Девушка не дочитала, кинулась к Джону, обвила его шею руками.
— И ты все это придумал и сам сделал, а мы не знали, даже не догадывались! Джон, как здорово, как замечательно, как…
Она вдруг осеклась и с тревогой взглянула на Брюса. Паршивец хранил молчание с самой ангельской физиономией на свете.
— Брюс… а ты? Ты не против?
Джон засмеялся и притянул девушку к себе.
— Он и предложил приехать в Батон-Руж и взять тебя врасплох. Лиза, скажи еще раз, что согласна?
— Ох…
— Лиза, скажи!
— Конечно, согласна! Согласна, согласна, согласна! И если бы вы знали, как я скучала без вас!
* * *
Вечером в старой бочке гудело пламя, а потом над садом поплыл аромат жареного мяса. Тихие разговоры под яркими осенними звездами, смех. Старый дом доброжелательно подмигивал желтым теплым светом окон, и не было на свете людей счастливее, чем те, кто сидел в этот поздний час в саду дома в Батон-Руж, штат Луизиана…

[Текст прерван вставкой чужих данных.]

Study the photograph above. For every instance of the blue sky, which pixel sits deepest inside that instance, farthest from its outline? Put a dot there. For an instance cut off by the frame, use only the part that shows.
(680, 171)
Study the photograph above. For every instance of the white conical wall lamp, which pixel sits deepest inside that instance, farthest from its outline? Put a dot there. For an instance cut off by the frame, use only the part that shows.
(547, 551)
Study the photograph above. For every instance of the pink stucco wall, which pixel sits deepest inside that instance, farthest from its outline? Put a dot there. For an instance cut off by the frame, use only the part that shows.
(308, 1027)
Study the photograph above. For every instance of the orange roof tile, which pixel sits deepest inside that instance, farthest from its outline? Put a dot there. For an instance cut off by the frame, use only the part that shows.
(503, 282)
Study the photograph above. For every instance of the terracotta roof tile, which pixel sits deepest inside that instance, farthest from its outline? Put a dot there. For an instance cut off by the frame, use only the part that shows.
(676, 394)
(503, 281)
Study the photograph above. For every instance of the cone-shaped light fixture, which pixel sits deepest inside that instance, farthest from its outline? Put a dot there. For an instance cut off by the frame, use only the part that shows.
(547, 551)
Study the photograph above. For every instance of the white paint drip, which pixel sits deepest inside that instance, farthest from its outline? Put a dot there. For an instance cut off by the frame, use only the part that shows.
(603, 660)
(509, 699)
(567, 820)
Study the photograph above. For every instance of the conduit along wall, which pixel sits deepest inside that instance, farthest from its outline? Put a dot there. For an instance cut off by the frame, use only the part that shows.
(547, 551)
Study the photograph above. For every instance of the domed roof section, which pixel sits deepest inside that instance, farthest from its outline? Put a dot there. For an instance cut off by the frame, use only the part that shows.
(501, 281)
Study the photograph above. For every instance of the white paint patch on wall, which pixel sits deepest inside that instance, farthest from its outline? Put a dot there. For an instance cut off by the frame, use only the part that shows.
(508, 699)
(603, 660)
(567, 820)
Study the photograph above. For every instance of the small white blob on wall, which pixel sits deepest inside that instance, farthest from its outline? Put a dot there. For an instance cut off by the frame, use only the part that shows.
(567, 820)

Конец сентября на острове Мэн был совершенно обычным, дождливым, ветреным, промозглым и совершенно безнадежным. Тем приятнее было всем собравшимся на свадьбу графа Дугласа войти под теплые своды старинного собора в Каслтауне, где пахло воском и цветами.
Чопорные дамы сидели, приготовив белоснежные платочки, райской птицей колибри выделялась среди них Агата Брайтон, непрерывно вертевшаяся и обмахивающаяся веером.
Болтали и пересмеивались университетские друзья Джона Брайтона — в основном, чтобы подбодрить самого жениха, метавшегося, как раненый тигр, на узком пятачке перед алтарем. Подружки невесты, все в сиреневом и лиловом, торопливо пудрили носы.
Потом появился священник, дружелюбно поприветствовавший собравшихся, а еще потом распахнулись тяжелые двери в конце стрельчатого огромного зала, и бело-кремовое видение в ворохе кружев, перьев и атласа ступило на каменные плиты собора. Даже густая фата не в силах была скрыть черные как смоль, тугие кольца кудрей, сияние темных глаз и нежный румянец невесты.